There are additional reasons to be concerned about the potential harm a Republican-controlled Congress could inflict. Trump loyalists consistently blocked a series of Republican candidates—both moderate and conservative—for speaker of the House, immobilizing Congress and leaving it without leadership for the most extended period since 1962. Since then, the caucus has become more recognized for what it has attempted to obstruct, often under Trump’s direct orders, such as funding to maintain government operations, essential support for Ukraine’s defense against Russian aggression, and, most hypocritically, border security legislation crafted by conservative members of their own party. Indeed, it is challenging to identify a single piece of substantial legislation proposed by Johnson—despite his alignment with Trump—and his House. Conversely, his documented support for Trump’s antidemocratic initiatives is well-established.

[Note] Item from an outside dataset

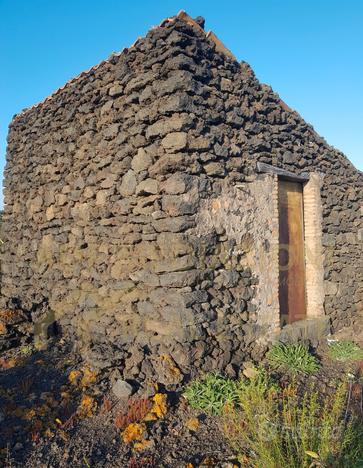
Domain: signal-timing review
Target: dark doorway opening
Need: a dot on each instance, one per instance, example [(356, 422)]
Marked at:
[(292, 283)]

Many of the most competitive House races are in states that predominantly vote for Democrats, including seven in California and five in New York, along with significant contests in Connecticut, Colorado, Michigan, and Maryland. There are also extremely tight races in Arizona, Iowa, Pennsylvania, Maine, Nebraska, and New Mexico. Among the 43 most competitive House races this year, 22 are classified as tossups; every single vote in those contests will be crucial to prevent Trump’s enablers from assuming office.
There are closely contested Senate races in Pennsylvania, Wisconsin, Ohio, and Michigan, as well as competitive Senate races in Montana, Nebraska, and Texas. We encourage voters to ensure they focus on those contests.
In poll after poll, Americans have expressed their desire for more from their public servants. Tuesday’s election provides them with the opportunity to demand improvement.